First Word—Get Back To Work!  © NIE

 

As this issue of Nutrition Industry Executive goes to press, a “new report” from a group of international scientists has been receiving a lot of attention in the media, primarily due to the study’s conclusion that “there is no evidence to support antioxidant supplements for…prevention of mortality.” Or, as one news source interpreted the study, “Vitamins A, C and E are a waste of time.”

Worse yet, the study also found that “vitamin A, beta-carotene and vitamin E may in fact increase mortality.”

Well, I guess that’s it then. The dietary supplement industry can just close up shop now, because a group of Danish scientists says there is no evidence supporting the health benefits of antioxidant supplements—including best-sellers like C and E—and, in fact, these products might actually be causing harm and lowering life expectancies.

The new study (actually an updated meta-analysis, or “study of studies”) was published in The Cochrane Database of Systematic Reviews by scientists affiliated with Copenhagen University. The researchers based their conclusions on an analysis of 67 separate studies related to antioxidant supplements.
If the report’s conclusions sound familiar to you, that’s because the authors are the same ones who published similar (and heavily criticized) meta-analyses previously in the Journal of the American Medical Association (Feb. 2007) and the Lancet (Sept. 2004).

But before we issue a blanket apology to the world for providing vitamin C pills, let’s look a little deeper at the new study and see if its conclusions are perhaps slightly in doubt and/or biased.

First, as pointed out by the Council for Responsible Nutrition (CRN), “An extensive body of scientific research has shown that taking antioxidant supplements, including vitamins C and E, beta-carotene, zinc and selenium, consistently over long-terms can play a role in reducing the risk of chronic disease.”
In fact, noted CRN, the Danish researchers themselves identified nearly 750 clinical trials on antioxidant supplements that could have been included in their meta-analysis; however, the authors chose to exclude all but 67 of these studies from their review (less than nine percent of the published research).

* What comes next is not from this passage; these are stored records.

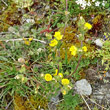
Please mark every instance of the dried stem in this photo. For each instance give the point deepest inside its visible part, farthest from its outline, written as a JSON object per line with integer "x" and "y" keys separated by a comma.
{"x": 95, "y": 102}
{"x": 76, "y": 67}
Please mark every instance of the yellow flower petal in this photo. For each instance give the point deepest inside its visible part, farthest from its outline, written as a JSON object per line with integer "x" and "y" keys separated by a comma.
{"x": 58, "y": 35}
{"x": 30, "y": 39}
{"x": 26, "y": 42}
{"x": 73, "y": 48}
{"x": 65, "y": 81}
{"x": 53, "y": 43}
{"x": 48, "y": 77}
{"x": 84, "y": 48}
{"x": 88, "y": 26}
{"x": 60, "y": 74}
{"x": 64, "y": 92}
{"x": 56, "y": 72}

Why limit to such a small pool of the available research? The study “appears to be a systematic attempt by the authors to publish work that supports their own pre-determined conclusions about antioxidants and the way they should be regulated,” CRN charged.

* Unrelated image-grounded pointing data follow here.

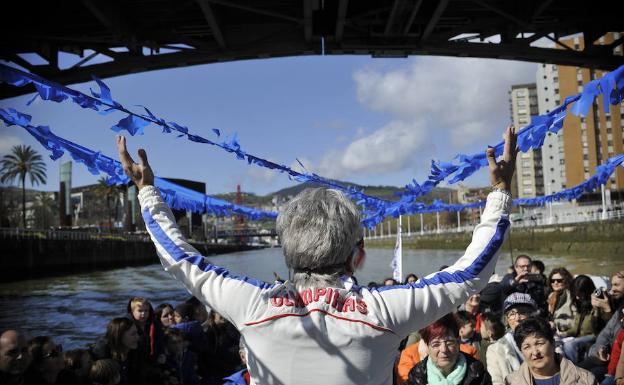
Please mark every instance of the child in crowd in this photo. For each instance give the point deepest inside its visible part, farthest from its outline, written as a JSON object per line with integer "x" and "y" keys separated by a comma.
{"x": 163, "y": 315}
{"x": 469, "y": 339}
{"x": 615, "y": 358}
{"x": 242, "y": 376}
{"x": 150, "y": 337}
{"x": 492, "y": 328}
{"x": 201, "y": 314}
{"x": 79, "y": 362}
{"x": 105, "y": 372}
{"x": 184, "y": 315}
{"x": 181, "y": 363}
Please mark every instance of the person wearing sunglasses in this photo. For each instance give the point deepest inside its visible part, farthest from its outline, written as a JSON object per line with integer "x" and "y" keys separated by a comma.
{"x": 503, "y": 356}
{"x": 560, "y": 299}
{"x": 47, "y": 366}
{"x": 599, "y": 354}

Backing up this charge, CRN noted that:
• In selecting which randomized clinical trials (RCTs) to use, the researchers excluded any RCT in which no deaths were reported (405 articles), “which begs the question of how one can properly evaluate whether a substance can prevent mortality when studies that demonstrate no harm are automatically excluded,” CRN pointed out.
• The selected studies used in the meta-analysis included studies examining different antioxidants, different doses, different populations with different health statuses, for different durations—in short, the authors combined heterogeneous studies and tried to make one generalized conclusion. “As the saying goes, it’s like comparing apples to oranges,” said CRN.
• The authors relied on their own self-selected and far-from-agreed-upon criteria for assessing bias where they established specific inclusion criteria. If any of the inclusion criteria from a scientific trial was deemed “inadequate” in the researchers’ opinions, then the study was deemed “high-risk bias” and not included. “Not surprisingly, the studies that are considered high-risk bias in this meta-analysis tend to be those that show a benefit to antioxidant supplementation, while those labeled as low-risk bias tended to show harm,” CRN commented.
• Only “all-cause mortality” was assessed in the review. As a result, the authors didn’t seek to eliminate deaths that may have been caused by accident, homicide, suicide or medical conditions that have nothing to do with supplementation.
• The vitamin A RCTs that were included used extremely high doses of vitamin A, in some cases well above the Tolerable Upper Limit established by the Dietary Reference Intakes, which “may have significantly skewed the overall results of this analysis,” CRN said.

John Hathcock, PhD, senior vice president of scientific and international affairs for CRN, summarized this newest meta-analysis: “The conclusions one can reach from this are very limited. In fact, a variation of these results has already been published and was heavily criticized, due in part to the authors’ systematic exclusion of studies that didn’t support the hypothesis they were trying to prove. With nearly 750 studies to choose from, it’s interesting that they chose to include only 67. It is their exclusions, not the inclusions, where the fault lies.”

Added Andrew Shao, PhD, vice president of scientific and regulatory affairs at CRN, “Antioxidant supplements are certainly not meant to be magic bullets and should not realistically be expected to undo a lifetime of unhealthy habits. However, when used properly, in combination with eating a healthy diet, getting plenty of exercise, not smoking, etc., antioxidant supplements can play an important role in promoting overall health.”

Look for more about this developing story in the next issue of NIE, but for now, I guess it’s okay for us all to go back to work.